Salt Lake County Jail
Lawrence Probert

WEST JORDAN — A driver whose truck plowed through an intersection in Herriman, killing an infant girl, paralyzing his passenger and critically injuring others, has been charged with manslaughter, DUI and other felonies in connection with the crash.

Lawrence Probert, 26, of Kearns was charged 3rd District Court Friday with one count of manslaughter and two counts negligent driving resulting in death or injury, both second-degree felonies.

Witnesses told investigators Probert's truck was travelling between 90 and 120 mph in a 55 mph zone, according to charging documents. Despite the high speed, Probert still could have stopped with more than 300 feet to spare after the light had turned red 7 1/2 seconds earlier, according to police calculations detailed in the charges.

"Instead, Probert entered the intersection without an attempt to brake or slow down," charges state.

Following the crash, Probert was "combative" toward officers and was spitting blood at paramedics, charges state. He told emergency medical technicians he had smoked meth earlier in the day, and an early toxicology report showed his blood tested positive for methamphetamine, prosecutors allege.

Markessa Howick, 24, a passenger in Probert's truck, was thrown into northbound lanes and was paralyzed from the waist down, also sustaining rib fractures, a punctured lung and a fractured ankle, charges state. Her dog, which was also tossed from the truck, lost an eye.
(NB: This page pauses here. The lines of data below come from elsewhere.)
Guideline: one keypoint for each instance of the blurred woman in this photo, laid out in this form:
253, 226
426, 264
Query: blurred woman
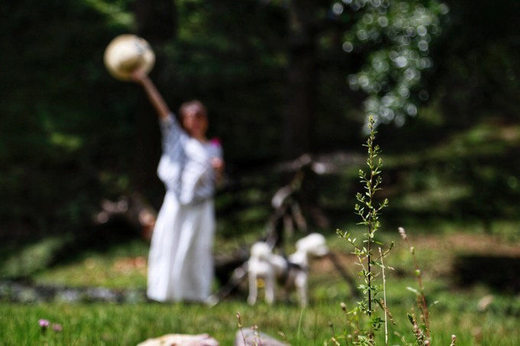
180, 263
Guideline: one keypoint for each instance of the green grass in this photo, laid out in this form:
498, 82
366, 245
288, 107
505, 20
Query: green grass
455, 197
128, 324
455, 311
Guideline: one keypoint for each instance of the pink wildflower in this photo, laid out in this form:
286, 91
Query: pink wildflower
215, 141
43, 323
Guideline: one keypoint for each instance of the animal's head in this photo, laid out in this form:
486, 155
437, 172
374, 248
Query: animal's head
314, 244
261, 251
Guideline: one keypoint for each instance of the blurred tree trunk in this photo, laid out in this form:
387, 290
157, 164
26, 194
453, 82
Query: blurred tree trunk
157, 23
299, 117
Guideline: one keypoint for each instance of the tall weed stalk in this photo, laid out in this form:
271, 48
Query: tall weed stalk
364, 319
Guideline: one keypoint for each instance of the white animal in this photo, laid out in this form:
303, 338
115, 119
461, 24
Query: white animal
293, 272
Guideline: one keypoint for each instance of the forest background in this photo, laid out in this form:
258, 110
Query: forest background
277, 79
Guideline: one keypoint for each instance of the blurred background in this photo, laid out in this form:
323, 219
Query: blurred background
280, 79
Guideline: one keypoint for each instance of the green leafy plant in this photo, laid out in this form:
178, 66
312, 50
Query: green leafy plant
363, 317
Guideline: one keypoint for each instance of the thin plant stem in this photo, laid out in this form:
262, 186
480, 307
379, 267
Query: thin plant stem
384, 295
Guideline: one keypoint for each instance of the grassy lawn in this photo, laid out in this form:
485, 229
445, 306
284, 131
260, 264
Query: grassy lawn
457, 198
454, 310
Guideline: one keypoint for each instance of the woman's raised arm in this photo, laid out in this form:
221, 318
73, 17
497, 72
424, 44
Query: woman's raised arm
153, 94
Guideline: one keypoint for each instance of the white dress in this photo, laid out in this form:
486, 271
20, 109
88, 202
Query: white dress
180, 263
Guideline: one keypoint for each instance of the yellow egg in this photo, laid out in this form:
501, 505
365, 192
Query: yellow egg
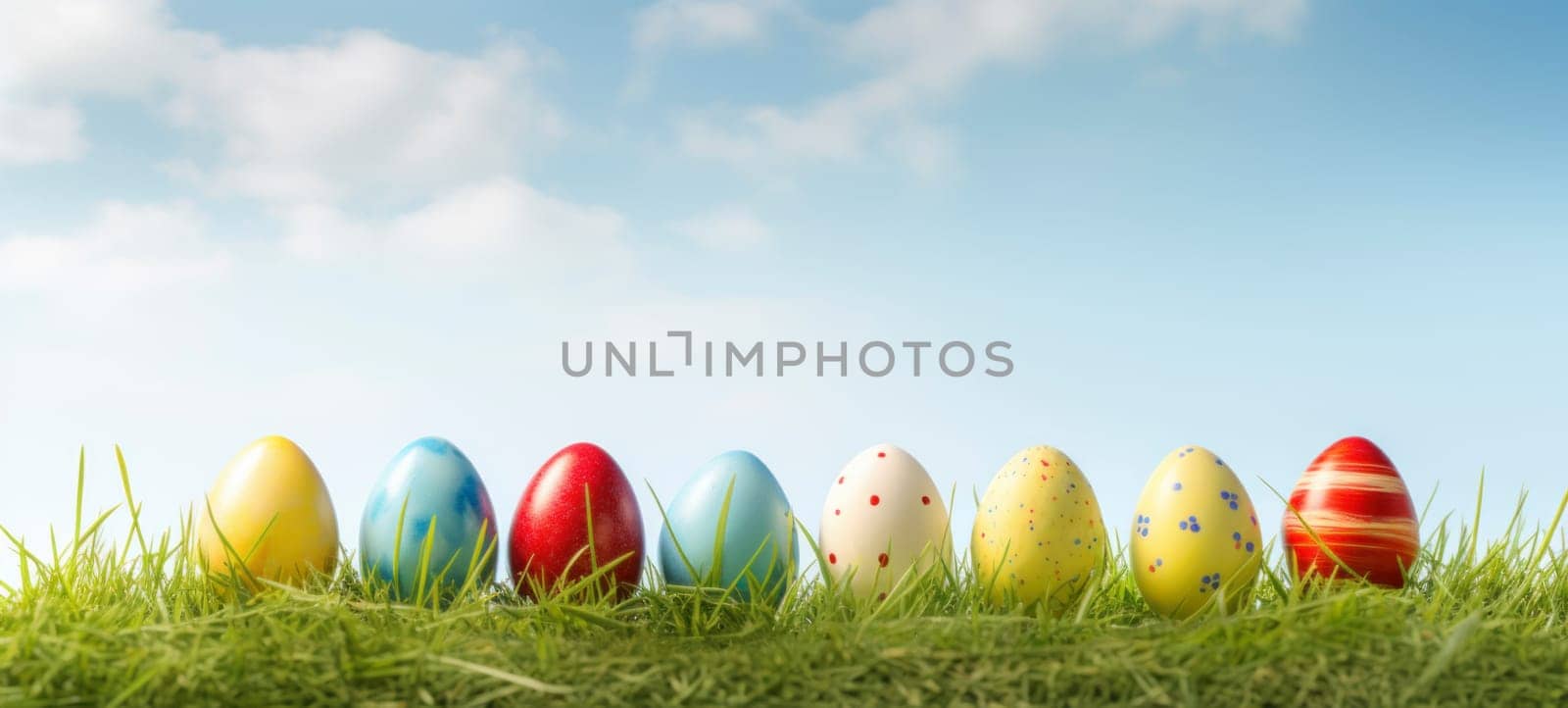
1196, 535
1039, 531
274, 512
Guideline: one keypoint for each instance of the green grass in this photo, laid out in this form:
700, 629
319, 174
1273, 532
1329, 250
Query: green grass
133, 622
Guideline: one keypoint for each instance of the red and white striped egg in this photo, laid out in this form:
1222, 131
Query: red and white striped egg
1356, 504
883, 520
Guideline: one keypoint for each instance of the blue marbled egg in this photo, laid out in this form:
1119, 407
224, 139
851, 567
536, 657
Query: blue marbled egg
446, 503
760, 531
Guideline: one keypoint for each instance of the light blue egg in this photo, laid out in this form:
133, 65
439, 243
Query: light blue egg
760, 531
443, 491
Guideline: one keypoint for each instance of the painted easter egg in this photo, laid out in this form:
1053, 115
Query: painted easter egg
758, 550
1039, 531
1360, 509
549, 548
883, 519
428, 495
1196, 534
271, 507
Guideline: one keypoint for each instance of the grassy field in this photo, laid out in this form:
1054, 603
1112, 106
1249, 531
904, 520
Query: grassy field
132, 622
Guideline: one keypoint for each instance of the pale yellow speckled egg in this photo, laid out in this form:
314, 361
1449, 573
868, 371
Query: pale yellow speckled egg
1039, 532
1196, 535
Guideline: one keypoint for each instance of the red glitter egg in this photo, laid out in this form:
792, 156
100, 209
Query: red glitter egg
1360, 509
549, 532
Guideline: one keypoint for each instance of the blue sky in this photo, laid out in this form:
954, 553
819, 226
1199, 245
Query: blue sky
1254, 227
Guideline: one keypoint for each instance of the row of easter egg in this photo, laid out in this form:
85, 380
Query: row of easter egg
1039, 532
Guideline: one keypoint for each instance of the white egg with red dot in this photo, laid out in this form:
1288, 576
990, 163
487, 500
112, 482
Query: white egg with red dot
882, 520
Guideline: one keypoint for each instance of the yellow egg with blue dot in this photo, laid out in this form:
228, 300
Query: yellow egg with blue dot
1039, 532
269, 517
1196, 535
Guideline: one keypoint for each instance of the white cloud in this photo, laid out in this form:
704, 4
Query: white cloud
127, 248
731, 228
329, 135
39, 132
361, 114
55, 52
702, 24
336, 118
697, 25
498, 227
921, 52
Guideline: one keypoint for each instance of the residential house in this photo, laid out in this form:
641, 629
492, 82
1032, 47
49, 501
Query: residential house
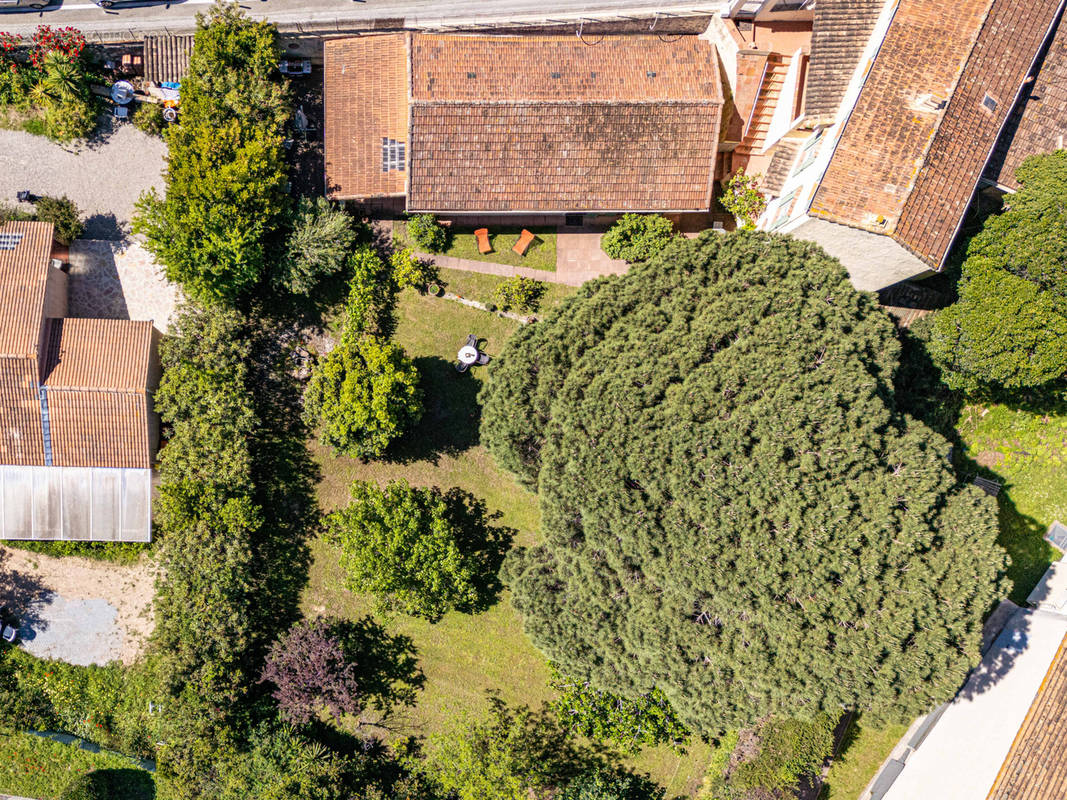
76, 424
894, 121
546, 125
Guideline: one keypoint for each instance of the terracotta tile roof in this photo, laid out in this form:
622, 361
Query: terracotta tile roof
25, 250
97, 354
98, 429
1001, 60
166, 58
558, 68
592, 156
20, 433
526, 123
1036, 766
781, 162
881, 147
366, 100
1039, 122
918, 139
551, 124
840, 31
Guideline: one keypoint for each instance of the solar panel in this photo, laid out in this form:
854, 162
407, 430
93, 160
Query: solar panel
10, 241
1056, 536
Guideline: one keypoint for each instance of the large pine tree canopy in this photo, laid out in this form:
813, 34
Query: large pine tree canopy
733, 510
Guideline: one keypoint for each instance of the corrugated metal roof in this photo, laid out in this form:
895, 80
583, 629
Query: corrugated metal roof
166, 58
25, 251
75, 504
97, 354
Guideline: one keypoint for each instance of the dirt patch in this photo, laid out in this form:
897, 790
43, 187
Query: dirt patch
129, 590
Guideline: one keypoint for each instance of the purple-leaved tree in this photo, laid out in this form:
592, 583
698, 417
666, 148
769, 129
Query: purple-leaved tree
312, 671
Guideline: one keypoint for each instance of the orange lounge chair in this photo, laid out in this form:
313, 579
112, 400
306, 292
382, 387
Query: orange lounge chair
525, 239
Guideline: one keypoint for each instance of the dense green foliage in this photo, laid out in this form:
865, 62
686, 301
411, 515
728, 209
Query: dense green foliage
409, 270
64, 216
637, 237
599, 715
603, 784
733, 510
428, 234
363, 395
519, 293
49, 80
419, 550
317, 246
785, 751
508, 754
216, 228
1009, 326
744, 200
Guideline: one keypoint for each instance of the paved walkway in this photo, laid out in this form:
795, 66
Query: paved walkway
104, 177
118, 281
578, 259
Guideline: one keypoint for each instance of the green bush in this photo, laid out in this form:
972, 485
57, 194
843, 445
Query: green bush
419, 550
216, 229
428, 234
1008, 328
410, 270
362, 396
319, 242
90, 786
646, 720
521, 293
637, 237
148, 117
64, 214
627, 410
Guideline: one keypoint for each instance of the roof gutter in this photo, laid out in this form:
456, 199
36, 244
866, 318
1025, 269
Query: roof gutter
1056, 18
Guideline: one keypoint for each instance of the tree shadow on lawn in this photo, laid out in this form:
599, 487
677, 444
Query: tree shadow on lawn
387, 671
451, 416
122, 784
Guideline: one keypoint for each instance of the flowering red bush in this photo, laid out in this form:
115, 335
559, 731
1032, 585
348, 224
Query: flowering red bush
67, 41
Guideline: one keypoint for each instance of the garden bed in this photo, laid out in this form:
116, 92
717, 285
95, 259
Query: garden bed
463, 655
541, 254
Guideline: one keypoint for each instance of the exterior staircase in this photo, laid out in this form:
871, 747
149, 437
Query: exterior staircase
766, 98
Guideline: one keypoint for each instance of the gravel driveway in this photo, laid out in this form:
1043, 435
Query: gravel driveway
104, 177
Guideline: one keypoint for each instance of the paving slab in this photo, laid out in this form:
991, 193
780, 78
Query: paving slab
81, 632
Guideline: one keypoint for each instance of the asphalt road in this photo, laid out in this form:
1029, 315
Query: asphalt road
180, 15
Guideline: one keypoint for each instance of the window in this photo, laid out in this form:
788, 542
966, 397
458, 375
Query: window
10, 241
393, 156
782, 211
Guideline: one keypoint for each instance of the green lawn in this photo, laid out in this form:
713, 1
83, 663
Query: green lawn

Howick told detectives she had repeatedly asked Probert to slow down or stop and let her out, but he continued.

Five-month-old Alice Skankey died of blunt trauma to her head and neck in the crash, according to the charges. The collision left her 2-year-old sister, Yuki, with critical injuries.

Probert's GMC pickup truck slammed first into the Dodge Dakota in an eastbound lane at the intersection at the Mountain View Corridor and Rosecrest Road (13400 South) about 7 p.m. Monday. The dodge's driver, Lucien Neuman, 34, was hospitalized with critical injuries that included cuts to his spleen and several broken bones. The truck then hit the Skankey family's minivan in a westbound lane, charges state.

Police initially struggled to pinpoint exactly how and when each car was hit because the impact was so great, Unified police said.

Two minutes before the crash, other drivers reported to emergency dispatchers that a reckless driver in a pickup truck was heading north on Mountain View Corridor. A witness who was driving on the road when Probert's truck passed her car called 911, saying he passed them "like they were standing still" and that his truck came close to "sideswiping" other northbound cars, charges state.

Tonya and Bryce Skankey, parents of the infant, were released from the hospital Wednesday with 2-year-old Yuki, according to Bryce Skankey's father, Robert Skankey. They are expected to make a full recovery, he said.

Probert was also charged Friday with a third-degree felony count and two misdemeanor counts of driving under the influence; plus animal cruelty, a class C misdemeanor; and threatening a health care or emergency service worker, a class A misdemeanor.

He was booked into Salt Lake County Jail on Wednesday following his release from the hospital, where he was treated for serious injuries he sustained in the crash. Parole officers monitored Probert as he recovered in the hospital in light of an active warrant for his arrest at the time of the crash.

Probert has a history of theft, drug-related and DUI convictions, state court records show.

3 comments on this story

In 2016, Probert pleaded guilty to drug possession, a class B misdemeanor, in 4th District Court in Provo, and was sentenced to probation, according to court records. But in December, he was ordered to appear in court for violating the conditions of his probation, including not completing a drug treatment evaluation. When he failed to show up to court on Feb. 7, a warrant was issued for his arrest.

He violated his probation in 2015 and 2017, and was ordered to jail the first time and drug treatment the second.